UAI

O cachorrinho e o macaco

Empresas do setor pintam e bordam com o consumidor brasileiro, vítima indefesa de suas trapaças

Publicidade
Foto:

A maioria das multinacionais ainda trata o brasileiro como primata, ente em estado rude, primitivo, pouco esclarecido e aculturado, que não merece respeito nem consideração.

Não me esqueço do que disse Wolfgang Sauer, ex-presidente da Volkswagen do Brasil, sobre os motoristas brasileiros: "Parece que pularam da árvore para o volante".

Eu me lembrei disso ao ver numa revista norte-americana de automóveis um anúncio da Monroe sugerindo que os amortecedores devem ser substituídos a cada 50 mil milhas (cerca de 80 mil quilômetros). E com uma ressalva, não em letras minúsculas no pé da página, mas no texto principal: "Milhagem pode variar em função do estilo de dirigir do motorista, das características do automóvel e das estradas". Isso é tratar o consumidor com respeito.

A Cofap fez, no passado, anúncio semelhante no Brasil, mas recomendando a troca aos 30 mil quilômetros.
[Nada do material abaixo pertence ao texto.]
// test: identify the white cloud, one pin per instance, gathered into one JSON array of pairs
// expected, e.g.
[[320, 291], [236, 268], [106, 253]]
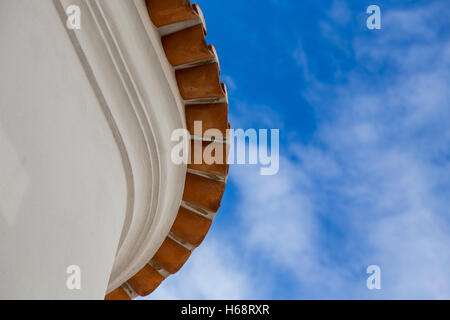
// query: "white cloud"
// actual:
[[370, 188]]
A campanha publicitária ficou famosa, pois usava um cachorrinho (bassê) que vinha escorregando nas quatro patas pelos corredores da casa. (Dizem que os anúncios tiveram um ótimo efeito, pois nunca se vendeu tanto cachorrinho bassê...)

Outras fábricas de amortecedores retrucaram mais tarde, recomendando a troca aos 40 mil quilômetros, ou seja, deixando nas entrelinhas que seu produto era superior ao da Cofap...

Toda essa publicidade foi, a rigor, um desrespeito ao brasileiro por induzi-lo a substituir o componente numa freqüência muito superior à necessária. Porque, dependendo das condições de uso, ele pode pifar aos 20 mil quilômetros. Como pode chegar (como diz a própria Monroe nos EUA) a 80 ou 100 mil quilômetros.

No Brasil, montadoras, concessionárias, oficinas, fabricantes de autopeças, prestadores de serviços, não escapa ninguém da lista: todos procuram trapacear ou negar ao consumidor os seus direitos.

A montadora faz propaganda enganosa, esconde defeitos dos automóveis e se isenta de conceder garantia. As concessionárias vendem produtos e serviços desnecessários. O mercado de peças está abarrotado de componentes sem a mínima qualidade. Pneu remoldado é anunciado como novo. Posto vende combustível adulterado e aditivo desnecessário. Motorista é sempre um alvo fácil e vítima indefesa, pois não tem noção dos aspectos técnicos nem órgão nenhum do governo para defendê-lo.

Estepe
Por incrível que pareça, quem compra um carro zero quilômetro tem que tomar quase os mesmos cuidados que o comprador de um usado, tantas são as trapaças praticadas no mercado. Uma das mais recentes é quando a montadora não tem pneus suficientes para abastecer a linha de montagem. Ela recorre ao expediente de montar o automóvel sem o estepe para não interromper a produção. Depois, quando recebe os pneus, vai ao pátio e põe o sobressalente. Até aí nada demais, desde que o pneu estepe seja de marca idêntica à que está nas outras rodas. Mas muitas vezes é de outro fabricante e ninguém ignora o perigo de colocar pneus diferentes num mesmo eixo.
Por incrível que pareça, tem montadora irresponsável que não vacila em se valer desse recurso. E o motorista só vai descobrir que foi trapaceado meses ou anos depois, quando precisar do estepe.

Afinal, qual é o problema se o brasileiro pulou diretamente da árvore para o volante?